Notably, ANSES emphasizes the need to clarify the exposure-response relationship correlated with such health effects but also recommended people-children in particular-limit their exposure to blue light near bedtime and favor indirect lighting or diffusers over prolonged exposure to direct lighting from moderate or higher-intensity LED lighting.
The takeaway
So, where does all this leave our current understanding of blue light? Karl Citek, O.D., Ph.D., Pacific University College of Optometry professor and member of the American National Standards Institute's Accredited Standards Committee for Ophthalmic Optics, says while there is a possibility that excessive blue light exposure can affect melatonin release and thus affect the sleep cycle, there is no new evidence to suggest that device-derived blue light exposure increases the risk of ocular damage. If anything, the evidence emphasizes the importance of wearing UV-A and UV-B blocking sunglasses when outdoors.
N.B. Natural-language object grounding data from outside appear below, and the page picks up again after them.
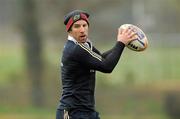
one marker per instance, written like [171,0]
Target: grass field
[140,78]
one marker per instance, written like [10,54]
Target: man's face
[79,31]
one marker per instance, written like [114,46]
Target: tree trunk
[33,50]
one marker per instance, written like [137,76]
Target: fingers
[126,35]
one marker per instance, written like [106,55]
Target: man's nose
[82,29]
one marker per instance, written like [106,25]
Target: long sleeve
[92,60]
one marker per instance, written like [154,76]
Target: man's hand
[126,35]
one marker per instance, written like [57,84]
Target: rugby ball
[139,42]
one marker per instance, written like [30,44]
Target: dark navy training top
[78,65]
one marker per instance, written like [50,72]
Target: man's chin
[83,40]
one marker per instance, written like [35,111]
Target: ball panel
[138,43]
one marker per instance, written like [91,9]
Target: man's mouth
[83,36]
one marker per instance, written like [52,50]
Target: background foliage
[143,85]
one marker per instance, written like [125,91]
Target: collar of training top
[74,16]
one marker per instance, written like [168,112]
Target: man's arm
[92,60]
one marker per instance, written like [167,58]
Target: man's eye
[84,25]
[76,26]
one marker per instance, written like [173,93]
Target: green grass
[136,80]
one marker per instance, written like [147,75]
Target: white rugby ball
[139,42]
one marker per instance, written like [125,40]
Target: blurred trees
[33,50]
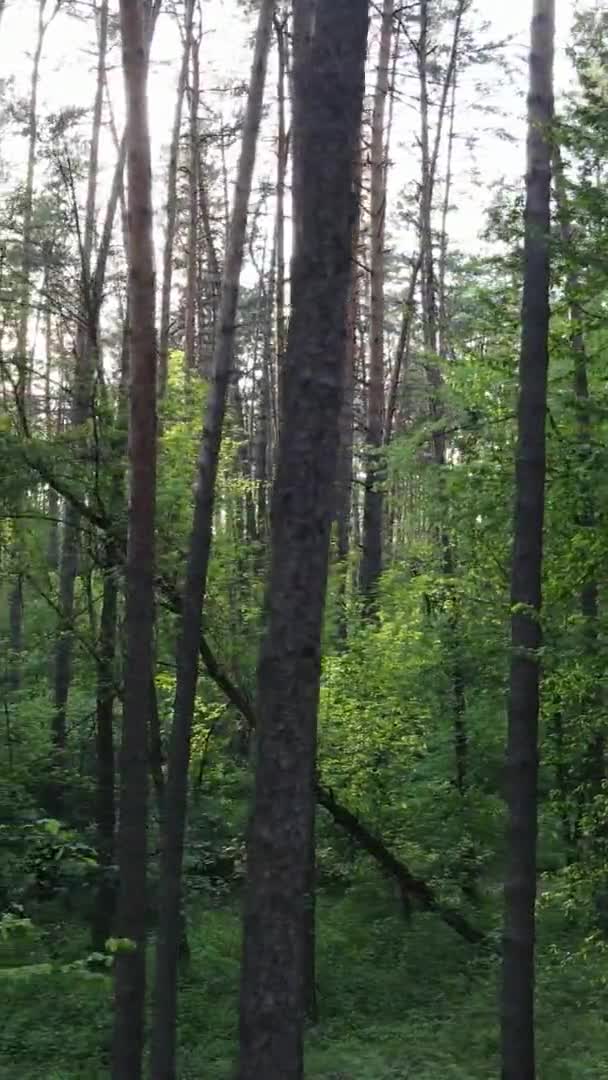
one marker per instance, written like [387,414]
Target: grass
[396,1003]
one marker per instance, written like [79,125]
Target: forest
[304,549]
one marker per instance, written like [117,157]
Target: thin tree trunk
[22,352]
[594,770]
[165,993]
[326,116]
[193,192]
[85,350]
[517,1012]
[282,151]
[401,362]
[105,900]
[130,980]
[345,470]
[373,511]
[172,204]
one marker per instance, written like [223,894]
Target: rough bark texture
[172,203]
[594,766]
[139,606]
[105,900]
[345,469]
[187,658]
[328,80]
[15,594]
[193,186]
[85,350]
[373,509]
[282,150]
[517,1015]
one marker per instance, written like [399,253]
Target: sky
[481,157]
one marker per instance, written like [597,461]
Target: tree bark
[193,191]
[105,900]
[345,470]
[373,510]
[130,985]
[594,766]
[517,1012]
[15,593]
[328,78]
[282,152]
[85,350]
[172,203]
[187,657]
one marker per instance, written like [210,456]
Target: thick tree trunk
[130,985]
[165,994]
[373,510]
[328,81]
[172,203]
[517,1013]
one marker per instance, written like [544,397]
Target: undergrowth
[396,1001]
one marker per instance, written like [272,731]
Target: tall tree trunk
[373,511]
[130,985]
[193,186]
[594,769]
[401,362]
[187,657]
[345,470]
[517,1013]
[282,151]
[105,755]
[172,203]
[85,350]
[15,594]
[326,119]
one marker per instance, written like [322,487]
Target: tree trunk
[193,185]
[282,151]
[326,117]
[187,658]
[373,511]
[517,1013]
[345,471]
[105,900]
[130,985]
[172,204]
[85,350]
[594,767]
[15,593]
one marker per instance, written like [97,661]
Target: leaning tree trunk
[517,1013]
[130,985]
[373,509]
[187,657]
[328,78]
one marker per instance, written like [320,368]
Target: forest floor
[396,1002]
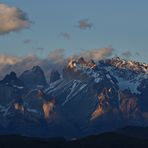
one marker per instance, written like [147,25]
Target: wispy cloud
[27,41]
[85,24]
[56,59]
[12,19]
[65,35]
[126,54]
[97,54]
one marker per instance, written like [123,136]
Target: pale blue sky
[122,24]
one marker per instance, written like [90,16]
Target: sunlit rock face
[54,76]
[87,98]
[48,108]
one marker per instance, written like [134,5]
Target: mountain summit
[88,98]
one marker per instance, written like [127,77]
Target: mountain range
[87,98]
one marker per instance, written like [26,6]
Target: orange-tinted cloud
[12,19]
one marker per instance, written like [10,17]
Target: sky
[41,26]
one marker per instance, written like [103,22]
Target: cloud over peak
[12,19]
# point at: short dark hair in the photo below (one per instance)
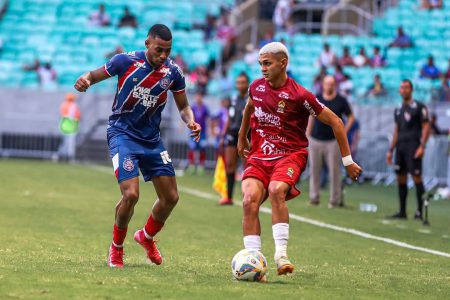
(161, 31)
(410, 83)
(243, 74)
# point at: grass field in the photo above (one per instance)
(56, 223)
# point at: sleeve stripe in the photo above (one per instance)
(179, 91)
(106, 71)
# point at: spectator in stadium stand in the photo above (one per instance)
(281, 14)
(268, 38)
(361, 59)
(444, 90)
(128, 19)
(32, 67)
(226, 34)
(119, 49)
(317, 84)
(46, 74)
(323, 144)
(431, 4)
(99, 17)
(377, 60)
(429, 70)
(202, 116)
(327, 58)
(402, 40)
(346, 59)
(346, 87)
(338, 74)
(409, 140)
(377, 88)
(230, 134)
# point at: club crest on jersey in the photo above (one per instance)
(407, 116)
(281, 106)
(164, 70)
(139, 65)
(283, 95)
(261, 88)
(164, 83)
(290, 172)
(128, 165)
(267, 147)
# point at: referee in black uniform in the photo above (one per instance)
(410, 136)
(231, 132)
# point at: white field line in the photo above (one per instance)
(266, 210)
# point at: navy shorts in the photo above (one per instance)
(130, 155)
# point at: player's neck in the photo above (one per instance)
(407, 100)
(279, 81)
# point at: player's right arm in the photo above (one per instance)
(90, 78)
(392, 146)
(243, 143)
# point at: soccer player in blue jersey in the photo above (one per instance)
(133, 133)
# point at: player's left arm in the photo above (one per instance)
(420, 151)
(187, 115)
(331, 119)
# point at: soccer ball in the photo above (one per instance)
(249, 265)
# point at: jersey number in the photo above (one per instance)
(165, 157)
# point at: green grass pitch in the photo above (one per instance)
(56, 226)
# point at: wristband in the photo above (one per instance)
(347, 161)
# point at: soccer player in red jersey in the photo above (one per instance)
(134, 140)
(277, 113)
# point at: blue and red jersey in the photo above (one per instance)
(141, 93)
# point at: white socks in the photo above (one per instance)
(252, 242)
(281, 237)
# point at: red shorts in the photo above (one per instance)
(286, 169)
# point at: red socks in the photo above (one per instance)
(152, 227)
(119, 235)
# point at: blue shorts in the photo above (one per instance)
(200, 145)
(129, 155)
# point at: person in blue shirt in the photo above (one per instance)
(133, 133)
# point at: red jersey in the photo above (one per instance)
(278, 125)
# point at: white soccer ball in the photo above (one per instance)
(249, 265)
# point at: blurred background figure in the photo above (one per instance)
(197, 151)
(70, 116)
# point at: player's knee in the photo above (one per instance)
(130, 196)
(277, 192)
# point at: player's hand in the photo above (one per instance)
(196, 130)
(419, 152)
(243, 147)
(82, 84)
(353, 171)
(389, 158)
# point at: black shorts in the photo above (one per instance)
(405, 161)
(231, 138)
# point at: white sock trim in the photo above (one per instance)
(117, 246)
(252, 242)
(148, 237)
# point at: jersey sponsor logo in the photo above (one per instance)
(128, 164)
(267, 118)
(271, 137)
(164, 83)
(290, 172)
(283, 95)
(261, 88)
(143, 94)
(310, 109)
(407, 116)
(281, 106)
(139, 65)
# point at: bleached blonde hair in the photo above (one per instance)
(275, 48)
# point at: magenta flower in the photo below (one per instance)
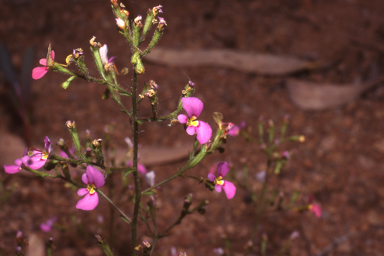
(107, 63)
(36, 158)
(193, 106)
(47, 226)
(94, 179)
(39, 72)
(316, 209)
(11, 169)
(229, 187)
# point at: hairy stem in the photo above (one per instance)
(135, 173)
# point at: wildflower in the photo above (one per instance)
(157, 9)
(161, 24)
(229, 187)
(11, 169)
(36, 158)
(39, 72)
(316, 209)
(193, 106)
(120, 23)
(150, 178)
(47, 226)
(108, 63)
(94, 179)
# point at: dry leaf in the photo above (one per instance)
(264, 64)
(313, 96)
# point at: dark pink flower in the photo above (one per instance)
(316, 209)
(11, 169)
(39, 72)
(229, 187)
(193, 106)
(47, 226)
(36, 158)
(94, 179)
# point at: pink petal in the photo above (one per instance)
(141, 168)
(84, 178)
(191, 130)
(45, 227)
(234, 131)
(43, 62)
(11, 169)
(35, 162)
(204, 132)
(88, 202)
(82, 192)
(95, 176)
(48, 144)
(316, 209)
(229, 189)
(192, 105)
(39, 72)
(182, 118)
(211, 176)
(218, 188)
(222, 168)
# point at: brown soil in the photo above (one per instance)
(341, 163)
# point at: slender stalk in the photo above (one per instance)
(135, 173)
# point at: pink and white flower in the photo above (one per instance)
(193, 106)
(47, 226)
(11, 169)
(39, 72)
(36, 158)
(94, 179)
(229, 187)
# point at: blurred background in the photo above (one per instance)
(320, 62)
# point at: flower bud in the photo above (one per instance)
(161, 24)
(70, 124)
(120, 23)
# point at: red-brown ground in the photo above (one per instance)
(341, 163)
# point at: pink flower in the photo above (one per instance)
(229, 187)
(36, 158)
(39, 72)
(316, 209)
(11, 169)
(193, 106)
(120, 23)
(47, 226)
(94, 179)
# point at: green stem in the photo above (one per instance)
(135, 173)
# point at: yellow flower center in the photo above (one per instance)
(219, 181)
(91, 188)
(192, 121)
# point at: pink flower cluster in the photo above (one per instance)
(32, 158)
(193, 106)
(229, 188)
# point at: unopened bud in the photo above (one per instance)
(70, 124)
(120, 23)
(161, 24)
(153, 85)
(137, 21)
(114, 3)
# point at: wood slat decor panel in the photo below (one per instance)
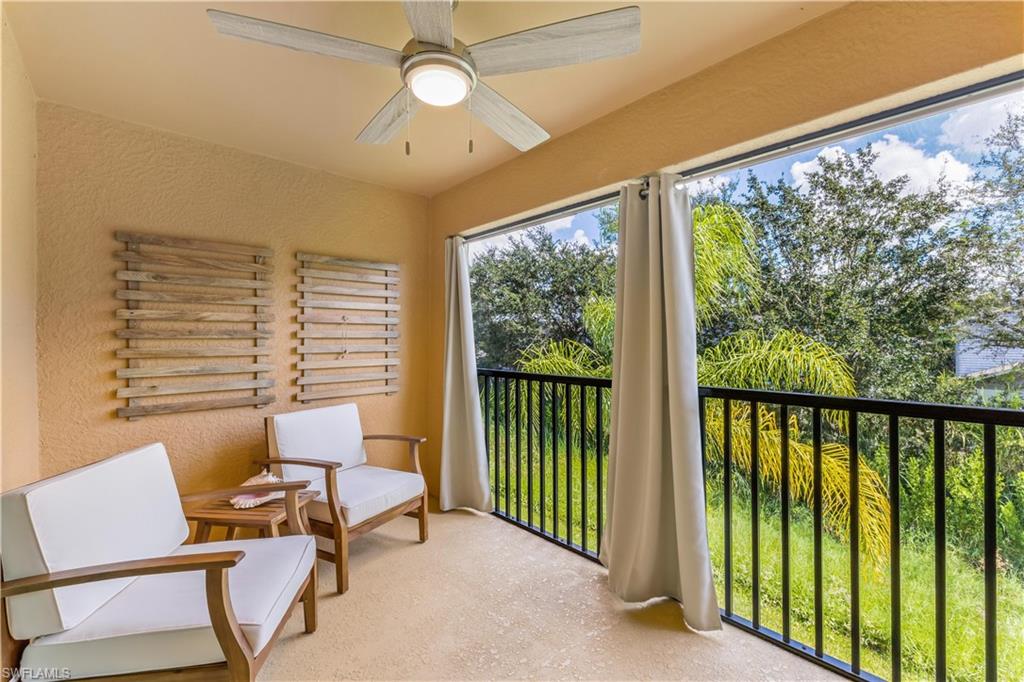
(337, 333)
(173, 280)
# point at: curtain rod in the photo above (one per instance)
(800, 141)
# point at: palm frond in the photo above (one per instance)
(565, 357)
(872, 500)
(786, 361)
(726, 269)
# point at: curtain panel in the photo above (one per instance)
(464, 458)
(655, 541)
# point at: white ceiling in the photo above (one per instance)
(163, 65)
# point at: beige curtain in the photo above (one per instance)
(464, 458)
(655, 541)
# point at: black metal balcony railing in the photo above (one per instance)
(547, 444)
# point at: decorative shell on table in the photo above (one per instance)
(250, 501)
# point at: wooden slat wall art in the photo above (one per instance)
(197, 334)
(348, 335)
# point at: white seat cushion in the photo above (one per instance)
(331, 433)
(122, 508)
(162, 622)
(365, 492)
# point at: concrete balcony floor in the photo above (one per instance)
(485, 600)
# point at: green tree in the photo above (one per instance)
(997, 195)
(529, 290)
(726, 278)
(883, 274)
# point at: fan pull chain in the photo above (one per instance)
(409, 124)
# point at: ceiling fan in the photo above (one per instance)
(437, 69)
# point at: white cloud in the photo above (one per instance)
(801, 169)
(899, 158)
(560, 223)
(708, 185)
(895, 158)
(481, 246)
(968, 127)
(580, 237)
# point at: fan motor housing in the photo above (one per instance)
(435, 55)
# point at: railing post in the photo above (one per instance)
(755, 514)
(783, 412)
(894, 577)
(727, 497)
(500, 399)
(939, 442)
(818, 582)
(990, 552)
(854, 463)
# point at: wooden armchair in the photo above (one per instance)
(327, 445)
(104, 588)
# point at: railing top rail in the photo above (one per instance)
(910, 410)
(601, 382)
(952, 413)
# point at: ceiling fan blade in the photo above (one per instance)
(389, 119)
(431, 20)
(505, 119)
(600, 36)
(303, 40)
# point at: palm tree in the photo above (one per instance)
(727, 276)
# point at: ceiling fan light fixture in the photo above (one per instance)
(439, 79)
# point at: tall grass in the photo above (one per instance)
(965, 593)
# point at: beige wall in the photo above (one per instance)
(97, 174)
(860, 58)
(18, 396)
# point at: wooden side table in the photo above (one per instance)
(267, 517)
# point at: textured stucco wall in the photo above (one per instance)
(97, 174)
(860, 58)
(18, 396)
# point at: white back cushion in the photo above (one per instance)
(119, 509)
(330, 433)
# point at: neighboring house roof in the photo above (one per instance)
(975, 360)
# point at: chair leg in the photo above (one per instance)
(424, 530)
(309, 601)
(341, 557)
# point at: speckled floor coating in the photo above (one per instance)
(484, 600)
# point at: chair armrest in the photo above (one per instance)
(107, 571)
(390, 436)
(327, 465)
(286, 486)
(414, 446)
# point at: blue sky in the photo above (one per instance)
(945, 144)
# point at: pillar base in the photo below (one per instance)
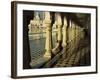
(36, 63)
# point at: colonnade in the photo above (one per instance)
(67, 31)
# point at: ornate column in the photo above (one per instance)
(65, 38)
(59, 24)
(59, 33)
(64, 42)
(48, 44)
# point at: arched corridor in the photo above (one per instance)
(59, 39)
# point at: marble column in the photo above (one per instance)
(59, 33)
(65, 37)
(48, 43)
(59, 24)
(64, 31)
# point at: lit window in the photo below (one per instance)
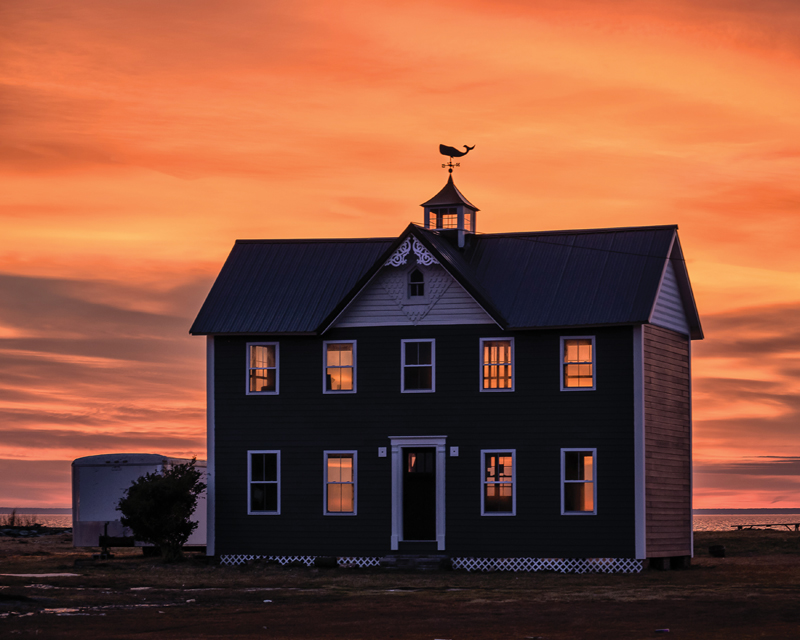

"The amount of blue light experienced from the sun outdoors greatly exceeds what any typical device can emit," Dr. Citek writes.
"Perhaps the most significant and obvious effect of blue light is that it can cause glare or haze, especially in someone who might be developing cataracts. Blue-blocking tints have long been used to reduce such glare or haze in any patient, regardless of age or condition, but you should seek the advice of your eye doctor before using such tints when vision and color perception are critical, such as driving at night."